Edward Boddington

Personal information
- Full name: Edward Robert Boddington
- Born: 29 April 1862 Wakefield, New Zealand
- Died: 4 March 1897 (aged 34) Perth, Western Australia
- Relations: Henry Boddington (brother)

Domestic team information
- 1881/82–1885/86: Nelson
- 1887/88: Wellington

Career statistics
| Competition | First-class |
| Matches | 6 |
| Runs scored | 98 |
| Batting average | 14.00 |
| 100s/50s | 0/0 |
| Top score | 47 not out |
| Balls bowled | 41 |
| Wickets | 2 |
| Bowling average | 10.50 |
| 5 wickets in innings | 0 |
| 10 wickets in match | 0 |
| Best bowling | 1/4 |
| Catches/stumpings | 2/– |
- Source: Cricinfo, 19 January 2018

= Edward Boddington =

New Zealand cricketer

Edward Robert Boddington (29 April 1862 – 4 March 1897) was a cricketer who played first-class cricket in New Zealand from 1880 to 1888.

In the seven low-scoring first-class matches played at Victory Square, Nelson, Boddington hit the highest individual score, 36, for Nelson against Wellington in March 1886, when Nelson made only 101 yet won by an innings and 46 runs.

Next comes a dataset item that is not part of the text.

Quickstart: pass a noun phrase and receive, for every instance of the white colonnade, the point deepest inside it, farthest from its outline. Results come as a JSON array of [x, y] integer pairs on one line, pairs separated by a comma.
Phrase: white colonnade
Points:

Boddington was educated at Nelson College from 1877 to 1878, and joined the Union Bank of Australia, for whom he worked in Nelson, Wellington and Dunedin before moving to the Perth branch in 1895. He died suddenly in Perth, three months after winning the Western Australian tennis championship. He was also a prominent golfer, cyclist and athlete.